DOC: Oh good. You’re here.
LRE: Um, yeah. Glad you seem excited about that.
DOC: Yeah, I came prepared.
LRE: You come unprepared normally?
DOC: Uh… maybe. No. Yes. Whatever.
DOC: Let’s put it this way: I came EXTRA prepared today.
LRE: How so?
DOC: I looked up questions on Google.
LRE: Oh good. My therapist is really Google.
DOC: Ha. I mean. No, come on. They’re good questions and they just ADD to my already deep repertoire.
LRE: I bet. What are your googled questions?
DOC: Okay, let’s start with this one: Do you worry what you choose to eat will cause you to get cancer?
LRE: What? Are you kidding me?
DOC: Is this the face of somebody who’s kidding?
LRE: You don’t have a face; you’re imaginary.
DOC: Fine. Is this the IMAGINARY face of somebody who’s just pulling your leg?
LRE: What’s the next question?
DOC: You won’t answer?
LRE: No. It’s a stupid question. Try another.
DOC: What do you picture when you pray? Do you have a picture for God?
LRE: Therapy is now a religious discussion?
DOC: Why are you answering my questions with a question? I thought that was MY tactic.
LRE: Apparently, I’m the better therapist here.
DOC: Yeah, right. Who’s got the list of questions?
LRE: You do, big guy. What’s the next one?
DOC: Do you have a friend who is not really your friend?
LRE: Do you?
DOC: STOP THAT. Come on. Just answer the question.
LRE: I don’t like your questions. Or perhaps I should say, I don’t like GOOGLE’S questions. Try another.
DOC: This is my imaginary FRUSTRATED face.
LRE: It’s a good one.
DOC: Do you think your parents wanted you? Do you think they ever regretted you were born?
LRE: What kind of site did you get these from?

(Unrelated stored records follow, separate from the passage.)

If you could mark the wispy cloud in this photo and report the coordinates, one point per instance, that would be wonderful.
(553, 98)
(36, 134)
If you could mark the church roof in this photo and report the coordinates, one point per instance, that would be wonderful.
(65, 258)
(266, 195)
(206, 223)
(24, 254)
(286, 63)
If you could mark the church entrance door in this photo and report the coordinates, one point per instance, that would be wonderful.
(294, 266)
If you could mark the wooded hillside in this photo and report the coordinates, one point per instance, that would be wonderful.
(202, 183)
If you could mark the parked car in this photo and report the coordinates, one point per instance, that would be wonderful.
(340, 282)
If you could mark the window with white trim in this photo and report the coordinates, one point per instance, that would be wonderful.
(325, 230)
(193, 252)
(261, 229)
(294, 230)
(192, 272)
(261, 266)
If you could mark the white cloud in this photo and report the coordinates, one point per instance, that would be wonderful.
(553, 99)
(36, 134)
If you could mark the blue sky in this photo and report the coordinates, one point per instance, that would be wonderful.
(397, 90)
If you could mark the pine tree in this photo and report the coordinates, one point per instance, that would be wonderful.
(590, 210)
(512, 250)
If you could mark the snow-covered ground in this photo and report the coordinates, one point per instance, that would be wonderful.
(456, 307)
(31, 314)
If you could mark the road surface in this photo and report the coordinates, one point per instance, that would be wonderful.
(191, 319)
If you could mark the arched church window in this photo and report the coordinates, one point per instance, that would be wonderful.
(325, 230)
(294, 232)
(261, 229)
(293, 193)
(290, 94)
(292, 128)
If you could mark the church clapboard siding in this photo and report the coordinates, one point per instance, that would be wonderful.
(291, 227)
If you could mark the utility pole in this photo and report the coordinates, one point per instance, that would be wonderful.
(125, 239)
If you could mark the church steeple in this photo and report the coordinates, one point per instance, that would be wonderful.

DOC: This one… “Questions My Therapist Should Ask Me.” It made it sound like I was going to turn you into an Einstein by asking “provoking” questions. Apparently, you’re better than Einstein because you think you’re TOO GOOD to answer my questions.
LRE: Pretty much. Let me see that website… hmm… most of these questions seem to be trying to provoke anger, doubt, fear. You should have picked a more upbeat site. Guess you did succeed… they are PROVOKING questions. Nice work, Doc.
DOC: That’s the last time I ask Google how to do my job.